Now that the COVID-19 pandemic has grounded us, many people are drawing comfort from nature and the world around and above us. One lunar event that should not be missed is the year's biggest and brightest super pink moon, which you can watch from the safety of your window.
A full moon occurs every 29 days when the moon is on the opposite side of the Earth to the sun, meaning that its face is fully illuminated. This month's full moon is also called a super moon because it will be at the closest point to Earth on its elliptical orbit, making it appear much larger and brighter than usual. The pink April super moon will be the biggest and brightest of the entire year, but it is not actually pink in colour.

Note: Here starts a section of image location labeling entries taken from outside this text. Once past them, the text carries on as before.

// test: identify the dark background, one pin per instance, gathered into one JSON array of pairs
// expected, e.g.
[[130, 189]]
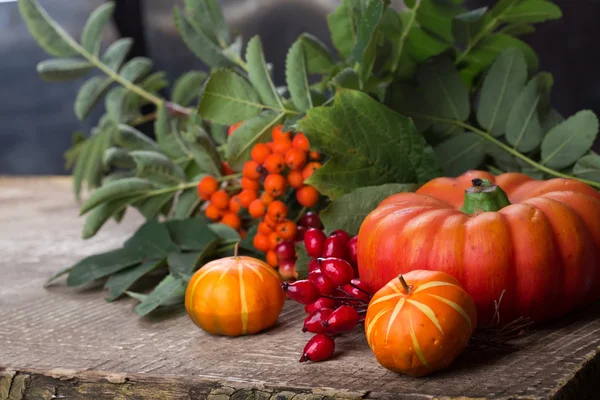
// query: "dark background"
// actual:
[[37, 119]]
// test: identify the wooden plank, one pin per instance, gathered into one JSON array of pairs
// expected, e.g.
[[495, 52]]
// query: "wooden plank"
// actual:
[[69, 342]]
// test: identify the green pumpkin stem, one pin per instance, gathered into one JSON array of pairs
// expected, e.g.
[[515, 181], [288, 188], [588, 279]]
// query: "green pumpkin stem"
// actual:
[[484, 196]]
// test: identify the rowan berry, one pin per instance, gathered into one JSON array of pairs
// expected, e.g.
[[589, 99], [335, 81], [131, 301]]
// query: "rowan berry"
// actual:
[[277, 211], [251, 170], [260, 152], [246, 197], [275, 185], [231, 219], [309, 169], [256, 209], [261, 242], [213, 213], [207, 186], [301, 142], [286, 229], [307, 196], [220, 199], [274, 163], [295, 159], [251, 184]]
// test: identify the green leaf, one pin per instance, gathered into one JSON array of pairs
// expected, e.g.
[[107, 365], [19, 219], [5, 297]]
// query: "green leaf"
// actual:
[[49, 35], [349, 211], [342, 28], [366, 37], [199, 43], [318, 58], [63, 69], [116, 53], [152, 164], [251, 132], [369, 144], [116, 190], [228, 98], [531, 11], [152, 240], [187, 202], [500, 90], [569, 140], [466, 25], [188, 87], [206, 16], [132, 139], [588, 167], [90, 94], [92, 31], [296, 75], [523, 128], [136, 69], [258, 74], [192, 234], [101, 265], [169, 286], [118, 283], [461, 153]]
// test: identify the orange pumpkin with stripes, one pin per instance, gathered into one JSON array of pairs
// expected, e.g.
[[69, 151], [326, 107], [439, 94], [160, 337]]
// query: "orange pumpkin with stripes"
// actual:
[[419, 322], [234, 296]]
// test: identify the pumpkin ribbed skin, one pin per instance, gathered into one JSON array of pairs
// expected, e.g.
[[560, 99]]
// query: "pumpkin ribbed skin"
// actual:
[[543, 249], [423, 331], [234, 296]]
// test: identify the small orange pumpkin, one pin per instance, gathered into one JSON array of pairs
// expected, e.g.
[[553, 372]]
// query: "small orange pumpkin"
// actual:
[[234, 296], [419, 322]]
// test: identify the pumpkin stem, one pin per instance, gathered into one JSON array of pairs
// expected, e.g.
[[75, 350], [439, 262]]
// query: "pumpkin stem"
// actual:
[[404, 284], [484, 196]]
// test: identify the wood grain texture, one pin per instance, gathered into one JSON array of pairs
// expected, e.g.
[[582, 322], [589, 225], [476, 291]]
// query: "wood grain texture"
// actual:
[[71, 343]]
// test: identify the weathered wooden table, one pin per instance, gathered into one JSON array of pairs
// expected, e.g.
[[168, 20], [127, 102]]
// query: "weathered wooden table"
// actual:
[[66, 343]]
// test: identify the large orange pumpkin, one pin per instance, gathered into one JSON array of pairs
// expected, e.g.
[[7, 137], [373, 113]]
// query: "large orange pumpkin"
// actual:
[[543, 250], [234, 296], [418, 323]]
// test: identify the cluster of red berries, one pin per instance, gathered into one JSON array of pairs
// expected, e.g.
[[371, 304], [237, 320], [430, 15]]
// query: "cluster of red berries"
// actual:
[[334, 298]]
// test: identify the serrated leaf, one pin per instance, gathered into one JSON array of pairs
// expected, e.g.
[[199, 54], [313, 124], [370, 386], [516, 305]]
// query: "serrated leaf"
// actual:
[[199, 43], [116, 53], [569, 140], [49, 35], [461, 153], [228, 98], [118, 283], [136, 69], [152, 240], [132, 139], [89, 95], [153, 164], [186, 204], [530, 11], [161, 293], [523, 128], [318, 57], [101, 265], [206, 16], [501, 88], [188, 87], [348, 211], [251, 132], [588, 167], [92, 31], [369, 144], [296, 75], [63, 69], [258, 74], [116, 190]]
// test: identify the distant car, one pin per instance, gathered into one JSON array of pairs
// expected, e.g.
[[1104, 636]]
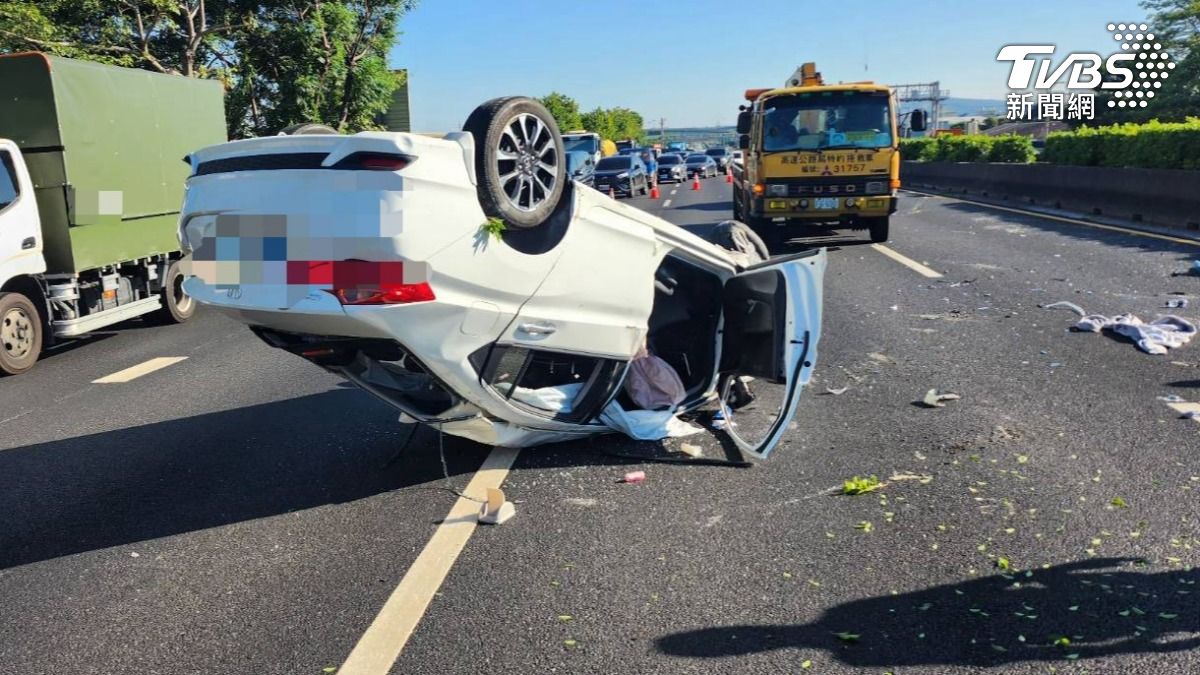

It received its name because the full moon in April was known as the pink moon by Native American tribes, who tracked the changing seasons by the lunar months rather than the solar calendar. They named it after the fuschia-coloured phlox subulata wildflower, which blooms in spring. It is also known as the egg moon, sprouting grass moon, fish moon and hare moon.
Lovers of the solar system have been spoiled over the past year as we've enjoyed dramatic lunar events that included last month's super worm moon, a black supermoon, a super snow moon, a full cold moon kiss and a super blood wolf eclipse.
The best time to look out for the super pink moon is at 10.35pm EDT on 7 April/2.35am UTC on 8 April. If you miss it, don't worry as another one will be along next month. May's moon is the third super moon in a row, and it will be known as the super flower moon and will occur on 7 May.